Sasha is 20 weeks old. She developed a dry cough, breathing difficulties with intermittent wheezing at 16 weeks. She was taken to see the local G.P who examined her and suspected Sasha might be having bronchiolitis. She was given paracetamol and ibuprofen syrups and sent home. She continued to cough, and occasionally vomits coffee brown material, with intermittent fever.
On a second visit to the doctor, she was given amoxycillin antibiotics for chest "infection".
Sasha continues to deteriorate and progressively lost weight. She was then referred by her painstaking G.P who, suspected "something very unusual" to a pediatrician in the local teaching hospital.

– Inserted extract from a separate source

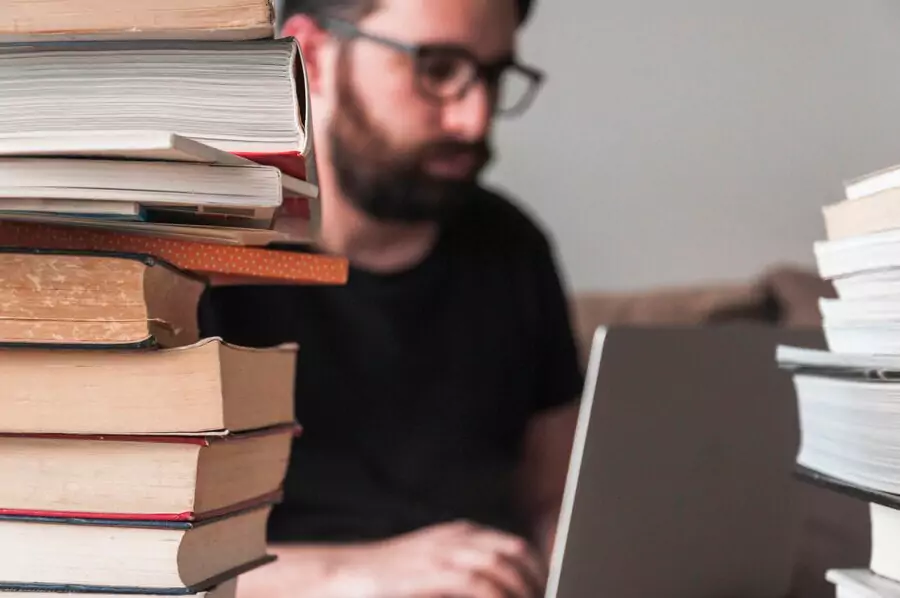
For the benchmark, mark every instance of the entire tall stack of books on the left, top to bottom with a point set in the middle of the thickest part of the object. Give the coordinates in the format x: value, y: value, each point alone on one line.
x: 147, y: 150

A careful history, physical examination and food diary revealed that Sasha is only on cow's milk and symptoms tend to worsen after meals. A cow milk allergy test came back positive. The diagnosis of Heiner syndrome was clinched.
Sasha symptoms disappeared within a week of stopping cow's milk!
Often not commonly recognized by doctors, this disease manifests usually after the age of 3 months up to 3 years, characterized by unexplained coughing and wheeze in a child who may actually cough out blood, vomit, with associated colicky abdominal pain.
Recurrent fever, ear pain, breathlessness, passage of loose stools and even blood in the stool of the infant leading to iron deficiency anemia and failure to thrive or grow are all symptoms that should alert the physician to the presence of Heiner syndrome in a baby.
This syndrome is caused by the child’s immune system recognizing the components of cow milk as foreign, thus develops antibody to the cow milk, in a bid to destroy and neutralize the perceived dangerous effect of cow milk. Unfortunately, the antibodies produced also damages the lungs of the child, leading to the deposition of what doctors describes as haemosiderin in the lung tissue.
Diagnosis of Heiner Syndrome
A high index of suspicion, cough, difficulty in breathing in an infant or toddler, passage of blood in feces or coughing of blood plus or minus the presence of abdominal pain in any child being fed cow milk should point to this syndrome.